What's odd about this picture is that until shortly after Aileen died in 2008, I had never seen it. Since Mother was a photographer, my sister and I grew up with a camera in our faces on the least provocation, and my perception was that Mother was absolutely anal about keeping photos. But none of these were in my own album (which goes back to when I was about 1 week old). Not only that, I don't remember the occasion. A real mystery! Perhaps it was Aileen's camera, not Mother's?

My cousin Marie, who was Aileen's executor, went through all Aileen's photo albums (she had 23, one for each cousin) and sent each one of us the album we were in. Since Aileen never married, we cousins were all "her kids" and she treasured every photo, every newspaper clipping, you name it, if it was about one of "her kids" she kept it in the appropriate album.

There were 4 tiny photos in this group. In 2 of them, it was my mother who was seated between Barbara and me. I'm guessing that Aunt Aileen took those. In both of them, Barbara had sour looks and/or totally negative body language - she and Mother butted heads from the moment Barbara left the womb - so I ruled those out as weavings.
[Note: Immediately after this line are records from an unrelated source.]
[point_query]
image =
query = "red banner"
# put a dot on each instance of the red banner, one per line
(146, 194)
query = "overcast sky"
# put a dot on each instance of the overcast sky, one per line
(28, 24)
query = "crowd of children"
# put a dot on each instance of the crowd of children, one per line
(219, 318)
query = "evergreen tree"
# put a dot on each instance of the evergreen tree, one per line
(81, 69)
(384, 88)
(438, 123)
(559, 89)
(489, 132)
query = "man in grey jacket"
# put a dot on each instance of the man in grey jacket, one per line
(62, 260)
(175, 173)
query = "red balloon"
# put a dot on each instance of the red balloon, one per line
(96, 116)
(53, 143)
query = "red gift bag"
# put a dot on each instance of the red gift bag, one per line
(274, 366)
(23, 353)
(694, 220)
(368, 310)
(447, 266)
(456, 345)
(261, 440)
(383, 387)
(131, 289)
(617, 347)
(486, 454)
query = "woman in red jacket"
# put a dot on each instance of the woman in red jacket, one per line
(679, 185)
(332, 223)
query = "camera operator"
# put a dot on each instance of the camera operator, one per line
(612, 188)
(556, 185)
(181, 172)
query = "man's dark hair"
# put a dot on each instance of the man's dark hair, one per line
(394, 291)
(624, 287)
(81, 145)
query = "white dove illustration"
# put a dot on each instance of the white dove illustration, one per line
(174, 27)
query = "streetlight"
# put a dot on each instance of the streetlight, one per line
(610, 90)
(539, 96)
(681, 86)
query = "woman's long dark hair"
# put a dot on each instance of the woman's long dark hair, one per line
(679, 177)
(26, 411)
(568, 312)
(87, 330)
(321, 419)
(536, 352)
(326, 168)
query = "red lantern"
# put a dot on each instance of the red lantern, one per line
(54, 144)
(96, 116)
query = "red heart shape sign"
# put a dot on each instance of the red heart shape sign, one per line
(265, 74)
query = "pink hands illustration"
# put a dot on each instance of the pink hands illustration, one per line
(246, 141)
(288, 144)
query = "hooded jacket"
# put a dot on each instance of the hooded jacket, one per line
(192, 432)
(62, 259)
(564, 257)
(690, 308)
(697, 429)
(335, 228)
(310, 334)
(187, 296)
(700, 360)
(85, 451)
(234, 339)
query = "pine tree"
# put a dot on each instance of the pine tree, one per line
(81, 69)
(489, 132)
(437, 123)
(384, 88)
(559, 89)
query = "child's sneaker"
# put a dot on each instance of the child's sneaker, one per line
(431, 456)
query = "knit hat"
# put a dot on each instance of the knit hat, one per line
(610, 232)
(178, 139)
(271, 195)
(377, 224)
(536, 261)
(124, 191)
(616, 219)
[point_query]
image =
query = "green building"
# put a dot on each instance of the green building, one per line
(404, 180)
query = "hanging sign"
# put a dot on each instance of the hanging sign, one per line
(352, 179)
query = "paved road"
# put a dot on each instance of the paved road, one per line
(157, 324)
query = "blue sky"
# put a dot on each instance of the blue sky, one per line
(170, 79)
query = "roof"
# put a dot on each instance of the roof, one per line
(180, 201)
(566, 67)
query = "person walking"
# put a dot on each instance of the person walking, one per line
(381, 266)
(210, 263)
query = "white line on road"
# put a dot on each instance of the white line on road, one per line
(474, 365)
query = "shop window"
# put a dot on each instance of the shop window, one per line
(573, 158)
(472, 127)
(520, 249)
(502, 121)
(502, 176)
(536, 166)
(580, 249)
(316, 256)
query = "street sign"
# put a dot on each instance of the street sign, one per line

Of the remaining 2 photos, apparently snapped by my mother, Aileen had a goofy look in one, and Barbara and I were acting up in the other, so the aforementioned Photoshop surgery was necessary. While I was swapping heads from one scan to another, I also removed a tree that was growing out of Aileen's head... I love the way all 3 of us were sitting with crossed legs - I have no idea whether that was staged, or just spontaneous imitative behavior on our part. But we were clearly having a grand time playing flower princesses!

3 comments:

Anonymous said...

What a treasure this piece will be. Aileen reminds me of Esther, an old family friend who passed away last year. She babysat for me when I was an infant (I'm 64 now). Like Aileen she never had children but kept up with nieces, nephews, and family friends. Her camera was always at the ready, also.

neki desu said...

great story.
we've gotten so used to photoshop "reality" that real natural photos look unreal. akin to the plastic flower syndrome.

Benita said...

I think you did a lovely job Photoshopping and this piece will be a real heirloom to pass down - a moment in time forever woven into memory. Neat!